I help empower other women by imparting positivity and self-confidence by sharing my own personal experiences and vulnerabilities on Instagram. That way people can feel their own vulnerability and know that it’s ok. I’m grateful to women who've helped empower me, so it’s an underlying theme with all the projects that I do.
What is your message?
To love and care for yourself and your body at every stage of your life. That means appreciating yourself as you are as well as identifying and caring for your health - making sure that you exercise, you eat healthy, you lead a healthy life. On the flip side, you don't beat yourself up mentally — no one is perfect, I know I'm definitely not. I sometimes have negative thoughts, but the act of trying to change to a positive outlook is what matters.
You say nobody is perfect, is there such a thing as perfect?
I don't think so. Like Plato's Perfect Forms - there's nothing on earth that's perfect. I guess everyone has their own individual idea of perfection, and it can drive you to strive for the best that you can achieve - it gives you a good work ethic. But you also have to know that perfection’s not something that's achievable because everything is imperfect. In a way that's what makes life so wonderful.
How did you get to this point in your mindset?
A lot of up and downs on a long journey. I've always been the odd one out in terms of body shape. I was always the tallest in my class, then I became that cliché ‘dumpy tween.’ You can't really tell a tween it's going to be better. I had a lot of self doubt. I had a lot of social issues because I was awkward and nerdy — all those things that make you a great adult but are so difficult when you're a teen.
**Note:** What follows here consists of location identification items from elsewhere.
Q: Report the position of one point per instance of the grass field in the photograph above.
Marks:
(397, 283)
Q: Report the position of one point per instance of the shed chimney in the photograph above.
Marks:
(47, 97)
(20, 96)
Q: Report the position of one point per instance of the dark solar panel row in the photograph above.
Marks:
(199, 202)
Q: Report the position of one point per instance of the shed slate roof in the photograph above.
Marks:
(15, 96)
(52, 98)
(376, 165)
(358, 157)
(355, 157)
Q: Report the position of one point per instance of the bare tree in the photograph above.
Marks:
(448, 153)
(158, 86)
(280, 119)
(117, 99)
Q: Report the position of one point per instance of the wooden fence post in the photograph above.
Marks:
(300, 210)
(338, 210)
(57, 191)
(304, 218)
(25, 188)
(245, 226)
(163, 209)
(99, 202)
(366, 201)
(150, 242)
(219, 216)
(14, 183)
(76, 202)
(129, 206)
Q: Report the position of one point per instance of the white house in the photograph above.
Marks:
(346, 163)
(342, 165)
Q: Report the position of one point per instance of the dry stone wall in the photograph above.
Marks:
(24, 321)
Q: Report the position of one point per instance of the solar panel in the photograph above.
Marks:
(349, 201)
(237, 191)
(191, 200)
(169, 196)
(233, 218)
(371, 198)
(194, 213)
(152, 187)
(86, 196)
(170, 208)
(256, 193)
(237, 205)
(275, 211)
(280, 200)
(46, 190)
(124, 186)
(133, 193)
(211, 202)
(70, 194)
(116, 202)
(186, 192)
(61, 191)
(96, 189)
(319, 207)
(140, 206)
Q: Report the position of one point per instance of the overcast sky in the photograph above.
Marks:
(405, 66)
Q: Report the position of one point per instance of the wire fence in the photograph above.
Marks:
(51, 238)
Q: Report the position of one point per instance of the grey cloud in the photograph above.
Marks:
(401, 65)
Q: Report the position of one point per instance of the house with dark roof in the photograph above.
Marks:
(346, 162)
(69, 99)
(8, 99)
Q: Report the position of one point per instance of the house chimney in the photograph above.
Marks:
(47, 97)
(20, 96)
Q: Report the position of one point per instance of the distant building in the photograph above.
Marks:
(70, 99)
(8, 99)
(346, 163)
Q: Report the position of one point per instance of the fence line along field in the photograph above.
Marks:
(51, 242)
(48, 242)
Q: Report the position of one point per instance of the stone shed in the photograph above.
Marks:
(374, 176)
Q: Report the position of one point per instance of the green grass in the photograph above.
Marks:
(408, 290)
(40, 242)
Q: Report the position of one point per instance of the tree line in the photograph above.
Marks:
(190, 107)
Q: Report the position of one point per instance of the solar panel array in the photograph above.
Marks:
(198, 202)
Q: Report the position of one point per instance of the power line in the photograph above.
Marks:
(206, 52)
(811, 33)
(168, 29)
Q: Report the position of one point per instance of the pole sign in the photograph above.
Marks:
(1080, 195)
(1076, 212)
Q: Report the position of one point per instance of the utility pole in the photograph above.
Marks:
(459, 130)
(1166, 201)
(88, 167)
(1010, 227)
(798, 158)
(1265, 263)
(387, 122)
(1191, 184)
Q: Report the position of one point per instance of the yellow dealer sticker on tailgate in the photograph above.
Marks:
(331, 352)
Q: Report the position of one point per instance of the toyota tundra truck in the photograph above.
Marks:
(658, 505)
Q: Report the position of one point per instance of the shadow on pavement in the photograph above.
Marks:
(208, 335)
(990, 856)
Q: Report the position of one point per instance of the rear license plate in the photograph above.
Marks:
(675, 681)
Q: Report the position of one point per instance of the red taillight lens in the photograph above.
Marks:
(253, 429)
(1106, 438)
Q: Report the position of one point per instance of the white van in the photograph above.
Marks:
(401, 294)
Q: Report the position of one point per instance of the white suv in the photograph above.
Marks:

At one point I lost a lot of weight and got back into modeling —I had modeled as a child. I wanted to be a "straight size" — a 2/4. My hips were just never going to do that — they were just too wide. I would cut meals, I exercised, I danced, I swam on a swim team, I went running. I was extremely active, and I loved it, but I was unhappy with how my body looked. In theory I should've been happy, but I wasn't because my mindset was wrong. When I went to a "curve casting" for an agency that's when things started to change.
What made you think of trying that?
A photographer gave me the best advice. He told me I was beautiful, that the camera liked me but that I was “in between” and needed to either lose 10 pounds or gain 10 pounds. At the time I thought, I'm going to lose the 10 pounds.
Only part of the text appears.